И пошёл со двора в свою церковь. Стояла она, ладная, на пригорке, устремив в небо позлащённую главу на стройной шатровой шее, будто на цыпочках выструнилась.
Перед распахнутыми дверьми её томился, сойдясь тесной кучкой, весь местный причт. Были среди них попы и дьяконы всех других приходов, подвластных отныне протопопу. Быстро же прознали о возвращении протолканного ими в шею ненавистного строгостью Аввакума. Вот он, обласканный Москвой, заявился к ним, да не простым попом, как прежде, а старшим. На лицах их ясно читалось — ничего ласкового не ждут. Между ними был виден и поп Иван с синюшным от запоя лицом, тихий и скорбный.
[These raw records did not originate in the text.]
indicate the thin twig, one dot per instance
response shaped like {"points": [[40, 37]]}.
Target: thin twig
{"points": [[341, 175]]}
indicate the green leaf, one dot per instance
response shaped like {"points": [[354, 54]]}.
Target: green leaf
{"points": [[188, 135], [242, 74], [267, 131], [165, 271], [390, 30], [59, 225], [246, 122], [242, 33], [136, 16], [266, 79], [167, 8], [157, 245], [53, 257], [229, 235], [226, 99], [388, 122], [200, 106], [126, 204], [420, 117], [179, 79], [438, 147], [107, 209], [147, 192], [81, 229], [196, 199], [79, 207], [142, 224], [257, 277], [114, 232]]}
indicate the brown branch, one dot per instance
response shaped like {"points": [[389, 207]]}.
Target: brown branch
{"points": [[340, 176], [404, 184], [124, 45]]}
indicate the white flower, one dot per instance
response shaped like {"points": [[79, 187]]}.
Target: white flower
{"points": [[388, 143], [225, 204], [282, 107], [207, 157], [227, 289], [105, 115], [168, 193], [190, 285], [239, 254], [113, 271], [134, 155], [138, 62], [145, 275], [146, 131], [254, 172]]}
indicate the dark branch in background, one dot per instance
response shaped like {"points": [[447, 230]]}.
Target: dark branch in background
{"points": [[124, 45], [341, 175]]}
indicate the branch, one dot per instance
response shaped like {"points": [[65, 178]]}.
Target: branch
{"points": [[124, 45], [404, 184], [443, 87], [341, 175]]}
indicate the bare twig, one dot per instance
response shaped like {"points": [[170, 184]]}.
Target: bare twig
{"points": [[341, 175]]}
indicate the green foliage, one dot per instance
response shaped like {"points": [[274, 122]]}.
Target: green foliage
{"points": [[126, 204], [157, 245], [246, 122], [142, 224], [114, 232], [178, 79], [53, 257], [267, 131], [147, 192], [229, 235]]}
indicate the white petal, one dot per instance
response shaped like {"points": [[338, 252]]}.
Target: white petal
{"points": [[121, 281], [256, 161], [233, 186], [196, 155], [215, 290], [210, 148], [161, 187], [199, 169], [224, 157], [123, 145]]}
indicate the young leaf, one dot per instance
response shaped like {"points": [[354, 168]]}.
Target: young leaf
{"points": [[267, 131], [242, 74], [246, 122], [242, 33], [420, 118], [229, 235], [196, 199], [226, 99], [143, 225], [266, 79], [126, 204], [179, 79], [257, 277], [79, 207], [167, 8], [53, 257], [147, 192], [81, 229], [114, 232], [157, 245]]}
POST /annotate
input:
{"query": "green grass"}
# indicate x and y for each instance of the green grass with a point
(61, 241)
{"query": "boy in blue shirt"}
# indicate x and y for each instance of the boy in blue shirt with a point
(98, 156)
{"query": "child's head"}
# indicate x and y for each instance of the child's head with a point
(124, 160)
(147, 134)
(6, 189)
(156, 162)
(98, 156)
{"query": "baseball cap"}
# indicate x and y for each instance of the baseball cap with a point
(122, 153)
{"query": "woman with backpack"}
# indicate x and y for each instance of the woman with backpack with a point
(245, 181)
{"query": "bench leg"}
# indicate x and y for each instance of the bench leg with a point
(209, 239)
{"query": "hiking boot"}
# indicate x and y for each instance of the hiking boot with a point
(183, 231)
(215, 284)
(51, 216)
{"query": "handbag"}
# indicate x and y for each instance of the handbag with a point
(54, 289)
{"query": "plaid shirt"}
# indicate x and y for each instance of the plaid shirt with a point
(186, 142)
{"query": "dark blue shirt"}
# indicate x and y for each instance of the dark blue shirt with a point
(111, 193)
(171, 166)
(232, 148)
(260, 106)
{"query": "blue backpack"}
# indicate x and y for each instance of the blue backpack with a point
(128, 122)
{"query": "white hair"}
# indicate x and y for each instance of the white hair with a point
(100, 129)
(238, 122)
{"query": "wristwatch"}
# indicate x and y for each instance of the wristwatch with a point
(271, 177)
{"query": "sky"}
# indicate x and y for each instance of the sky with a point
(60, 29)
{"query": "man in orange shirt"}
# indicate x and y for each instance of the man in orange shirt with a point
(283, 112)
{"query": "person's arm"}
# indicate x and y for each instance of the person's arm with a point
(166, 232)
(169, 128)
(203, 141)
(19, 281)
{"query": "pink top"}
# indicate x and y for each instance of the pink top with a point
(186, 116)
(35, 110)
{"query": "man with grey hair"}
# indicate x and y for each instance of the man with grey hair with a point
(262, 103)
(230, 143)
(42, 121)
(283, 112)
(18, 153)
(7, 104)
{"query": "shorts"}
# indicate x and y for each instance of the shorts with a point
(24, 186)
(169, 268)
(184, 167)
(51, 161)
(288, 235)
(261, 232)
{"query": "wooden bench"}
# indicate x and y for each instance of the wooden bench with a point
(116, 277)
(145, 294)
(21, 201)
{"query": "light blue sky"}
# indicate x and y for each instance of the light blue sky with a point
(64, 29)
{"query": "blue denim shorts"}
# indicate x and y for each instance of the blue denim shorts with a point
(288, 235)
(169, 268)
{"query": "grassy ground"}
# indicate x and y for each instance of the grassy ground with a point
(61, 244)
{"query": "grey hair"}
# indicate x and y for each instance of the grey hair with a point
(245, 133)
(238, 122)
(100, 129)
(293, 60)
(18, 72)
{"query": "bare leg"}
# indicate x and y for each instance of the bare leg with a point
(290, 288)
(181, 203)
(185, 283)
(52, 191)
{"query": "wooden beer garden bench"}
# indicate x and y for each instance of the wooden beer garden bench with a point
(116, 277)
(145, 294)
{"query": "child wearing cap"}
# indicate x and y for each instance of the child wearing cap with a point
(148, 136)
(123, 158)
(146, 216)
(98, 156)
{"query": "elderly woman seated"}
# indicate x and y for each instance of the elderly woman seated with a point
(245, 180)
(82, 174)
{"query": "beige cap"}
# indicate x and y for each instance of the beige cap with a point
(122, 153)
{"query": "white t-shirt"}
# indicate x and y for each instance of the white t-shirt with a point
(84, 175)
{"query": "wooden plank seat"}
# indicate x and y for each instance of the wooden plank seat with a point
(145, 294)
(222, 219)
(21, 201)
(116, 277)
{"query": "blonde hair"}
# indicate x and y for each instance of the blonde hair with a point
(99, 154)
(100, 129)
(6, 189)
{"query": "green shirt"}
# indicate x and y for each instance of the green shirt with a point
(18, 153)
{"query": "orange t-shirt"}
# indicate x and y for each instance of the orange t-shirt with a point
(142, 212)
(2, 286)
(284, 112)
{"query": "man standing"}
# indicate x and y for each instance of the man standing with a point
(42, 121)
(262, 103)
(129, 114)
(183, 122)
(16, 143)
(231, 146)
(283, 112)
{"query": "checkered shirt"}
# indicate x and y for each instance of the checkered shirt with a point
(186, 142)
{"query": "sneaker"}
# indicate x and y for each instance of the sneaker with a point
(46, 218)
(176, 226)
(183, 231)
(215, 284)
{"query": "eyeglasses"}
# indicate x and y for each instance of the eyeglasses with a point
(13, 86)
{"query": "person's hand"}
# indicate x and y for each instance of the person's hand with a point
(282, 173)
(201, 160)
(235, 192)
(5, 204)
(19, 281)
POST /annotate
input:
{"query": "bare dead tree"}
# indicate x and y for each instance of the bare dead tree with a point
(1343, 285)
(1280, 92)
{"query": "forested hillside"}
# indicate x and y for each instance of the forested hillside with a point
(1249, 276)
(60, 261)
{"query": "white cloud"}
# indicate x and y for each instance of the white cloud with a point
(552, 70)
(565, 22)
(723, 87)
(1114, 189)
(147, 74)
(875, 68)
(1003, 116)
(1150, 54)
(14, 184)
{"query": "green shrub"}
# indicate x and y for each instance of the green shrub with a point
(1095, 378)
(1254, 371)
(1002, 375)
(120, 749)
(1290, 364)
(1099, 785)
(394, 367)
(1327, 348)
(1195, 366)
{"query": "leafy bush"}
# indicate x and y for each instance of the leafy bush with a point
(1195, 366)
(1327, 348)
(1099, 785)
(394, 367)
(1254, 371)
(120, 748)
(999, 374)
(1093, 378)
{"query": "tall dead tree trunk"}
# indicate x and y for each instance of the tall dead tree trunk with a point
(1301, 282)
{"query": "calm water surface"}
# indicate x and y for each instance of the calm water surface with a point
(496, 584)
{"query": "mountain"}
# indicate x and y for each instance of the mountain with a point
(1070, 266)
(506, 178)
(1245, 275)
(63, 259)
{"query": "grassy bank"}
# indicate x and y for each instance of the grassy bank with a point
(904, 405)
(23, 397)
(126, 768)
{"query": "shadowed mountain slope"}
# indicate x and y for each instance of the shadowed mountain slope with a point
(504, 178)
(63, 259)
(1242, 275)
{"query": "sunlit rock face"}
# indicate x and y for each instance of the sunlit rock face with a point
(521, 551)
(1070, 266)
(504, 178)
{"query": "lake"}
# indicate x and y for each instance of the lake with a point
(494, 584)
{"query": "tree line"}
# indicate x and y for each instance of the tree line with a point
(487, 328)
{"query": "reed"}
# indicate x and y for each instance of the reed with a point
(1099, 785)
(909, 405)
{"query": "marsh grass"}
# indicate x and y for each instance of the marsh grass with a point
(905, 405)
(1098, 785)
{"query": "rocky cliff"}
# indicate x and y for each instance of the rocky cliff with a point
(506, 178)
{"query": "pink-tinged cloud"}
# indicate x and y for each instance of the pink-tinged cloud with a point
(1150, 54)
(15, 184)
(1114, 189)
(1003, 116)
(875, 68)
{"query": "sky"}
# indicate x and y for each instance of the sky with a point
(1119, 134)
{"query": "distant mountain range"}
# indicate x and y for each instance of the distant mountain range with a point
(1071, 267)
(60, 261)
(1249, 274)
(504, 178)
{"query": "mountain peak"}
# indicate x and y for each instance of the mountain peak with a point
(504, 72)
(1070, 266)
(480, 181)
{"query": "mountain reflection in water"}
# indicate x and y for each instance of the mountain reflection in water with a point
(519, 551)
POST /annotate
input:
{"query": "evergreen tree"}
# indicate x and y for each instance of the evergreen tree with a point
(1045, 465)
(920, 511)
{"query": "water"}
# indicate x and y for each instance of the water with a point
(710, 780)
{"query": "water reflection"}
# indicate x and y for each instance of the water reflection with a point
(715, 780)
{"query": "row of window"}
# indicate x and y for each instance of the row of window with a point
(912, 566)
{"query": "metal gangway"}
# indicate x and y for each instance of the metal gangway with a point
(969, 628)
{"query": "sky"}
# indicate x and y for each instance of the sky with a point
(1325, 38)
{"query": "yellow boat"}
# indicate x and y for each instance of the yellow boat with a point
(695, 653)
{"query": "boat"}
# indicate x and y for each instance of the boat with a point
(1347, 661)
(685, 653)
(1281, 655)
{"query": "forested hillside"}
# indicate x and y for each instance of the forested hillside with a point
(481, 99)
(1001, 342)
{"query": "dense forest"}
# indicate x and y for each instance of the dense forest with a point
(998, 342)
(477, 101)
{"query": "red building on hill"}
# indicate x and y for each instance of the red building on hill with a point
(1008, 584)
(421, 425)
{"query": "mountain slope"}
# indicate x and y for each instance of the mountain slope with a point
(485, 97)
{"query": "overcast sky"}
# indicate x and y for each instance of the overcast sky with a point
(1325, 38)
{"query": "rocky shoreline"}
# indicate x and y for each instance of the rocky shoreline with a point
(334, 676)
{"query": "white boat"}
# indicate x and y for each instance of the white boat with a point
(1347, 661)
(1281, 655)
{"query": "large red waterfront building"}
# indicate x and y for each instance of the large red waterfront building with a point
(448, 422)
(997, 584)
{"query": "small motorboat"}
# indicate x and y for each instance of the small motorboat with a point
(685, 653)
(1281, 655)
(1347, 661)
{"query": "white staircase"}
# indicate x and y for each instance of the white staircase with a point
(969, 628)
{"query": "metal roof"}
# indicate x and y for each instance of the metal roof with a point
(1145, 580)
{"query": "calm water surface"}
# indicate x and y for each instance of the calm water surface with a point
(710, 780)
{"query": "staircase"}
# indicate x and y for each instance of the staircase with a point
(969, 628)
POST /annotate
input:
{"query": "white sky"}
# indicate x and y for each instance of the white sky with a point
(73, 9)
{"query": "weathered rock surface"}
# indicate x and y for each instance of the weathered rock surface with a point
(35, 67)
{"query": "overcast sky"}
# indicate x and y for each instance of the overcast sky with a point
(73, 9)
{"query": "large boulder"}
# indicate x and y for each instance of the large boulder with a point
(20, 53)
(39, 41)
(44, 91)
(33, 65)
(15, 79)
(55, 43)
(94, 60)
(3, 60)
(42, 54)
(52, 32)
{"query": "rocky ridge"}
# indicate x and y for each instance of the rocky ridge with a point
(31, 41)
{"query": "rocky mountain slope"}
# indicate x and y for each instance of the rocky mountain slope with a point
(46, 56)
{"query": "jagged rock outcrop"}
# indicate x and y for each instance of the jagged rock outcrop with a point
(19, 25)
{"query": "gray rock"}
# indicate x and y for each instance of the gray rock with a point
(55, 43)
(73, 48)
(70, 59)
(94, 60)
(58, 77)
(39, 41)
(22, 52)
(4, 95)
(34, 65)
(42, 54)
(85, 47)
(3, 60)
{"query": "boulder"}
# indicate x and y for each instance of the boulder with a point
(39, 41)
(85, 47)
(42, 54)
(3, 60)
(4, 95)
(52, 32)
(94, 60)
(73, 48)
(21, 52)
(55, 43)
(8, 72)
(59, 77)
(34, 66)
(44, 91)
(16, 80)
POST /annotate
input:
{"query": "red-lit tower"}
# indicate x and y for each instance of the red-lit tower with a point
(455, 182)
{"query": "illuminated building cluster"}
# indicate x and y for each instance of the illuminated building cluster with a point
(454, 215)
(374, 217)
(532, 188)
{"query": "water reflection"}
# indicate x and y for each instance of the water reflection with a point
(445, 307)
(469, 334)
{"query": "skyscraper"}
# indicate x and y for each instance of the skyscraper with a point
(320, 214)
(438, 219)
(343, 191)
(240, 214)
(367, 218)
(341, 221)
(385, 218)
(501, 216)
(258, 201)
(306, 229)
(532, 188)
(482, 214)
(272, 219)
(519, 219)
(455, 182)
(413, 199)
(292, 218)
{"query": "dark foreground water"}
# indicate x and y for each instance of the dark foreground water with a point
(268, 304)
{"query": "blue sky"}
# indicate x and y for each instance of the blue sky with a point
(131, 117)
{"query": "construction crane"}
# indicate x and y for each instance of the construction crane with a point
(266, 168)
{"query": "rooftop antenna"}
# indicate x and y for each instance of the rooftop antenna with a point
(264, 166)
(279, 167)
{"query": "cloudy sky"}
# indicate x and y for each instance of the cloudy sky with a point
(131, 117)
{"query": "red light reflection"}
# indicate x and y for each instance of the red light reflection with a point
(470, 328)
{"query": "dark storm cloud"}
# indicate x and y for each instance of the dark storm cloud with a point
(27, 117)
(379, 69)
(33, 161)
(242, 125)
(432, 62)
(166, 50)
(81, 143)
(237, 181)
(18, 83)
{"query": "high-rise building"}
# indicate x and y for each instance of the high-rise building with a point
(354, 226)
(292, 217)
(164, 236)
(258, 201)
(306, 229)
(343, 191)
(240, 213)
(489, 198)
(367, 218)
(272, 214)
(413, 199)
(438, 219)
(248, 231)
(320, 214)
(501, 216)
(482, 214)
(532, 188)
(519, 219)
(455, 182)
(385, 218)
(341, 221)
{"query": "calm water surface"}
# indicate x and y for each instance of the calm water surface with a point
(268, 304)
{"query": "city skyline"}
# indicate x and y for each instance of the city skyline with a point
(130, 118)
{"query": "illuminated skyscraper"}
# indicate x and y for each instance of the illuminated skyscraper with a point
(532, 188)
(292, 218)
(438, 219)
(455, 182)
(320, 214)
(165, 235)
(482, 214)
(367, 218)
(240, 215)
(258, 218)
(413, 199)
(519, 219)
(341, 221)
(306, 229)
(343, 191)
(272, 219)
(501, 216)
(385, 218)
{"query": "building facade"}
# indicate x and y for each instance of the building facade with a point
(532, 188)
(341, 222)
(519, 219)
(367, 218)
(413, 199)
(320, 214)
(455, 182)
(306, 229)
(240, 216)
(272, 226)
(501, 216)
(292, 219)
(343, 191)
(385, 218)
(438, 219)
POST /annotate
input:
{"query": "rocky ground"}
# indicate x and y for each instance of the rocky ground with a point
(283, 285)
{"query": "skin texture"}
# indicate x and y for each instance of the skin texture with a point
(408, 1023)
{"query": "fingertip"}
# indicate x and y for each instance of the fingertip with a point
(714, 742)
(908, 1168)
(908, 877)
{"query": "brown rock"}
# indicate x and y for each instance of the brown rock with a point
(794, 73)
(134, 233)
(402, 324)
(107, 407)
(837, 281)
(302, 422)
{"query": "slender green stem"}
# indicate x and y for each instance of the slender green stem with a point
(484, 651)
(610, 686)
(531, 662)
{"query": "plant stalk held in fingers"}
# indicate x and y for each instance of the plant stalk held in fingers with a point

Немногие прихожане, все как один знакомые Аввакуму мужики и бабы, в худой одёжке, почесываясь и вздыхая, стояли, потупившись, перед папертью, как передовой, но робкий полк на бранном поле. И он пугливо раздался перед идущим на него грозным протопопом. А он, прогибая ступени, взошёл на паперть и, не останавливаясь, по ходу прихватив за предплечье попа Силу, вошёл, крестясь, в церковь, стал на солею пред иконостасом. Поп Сила хоть и струхнул, но взирал на него снизу вверх дерзко, хоть и не был пьян по обычаю.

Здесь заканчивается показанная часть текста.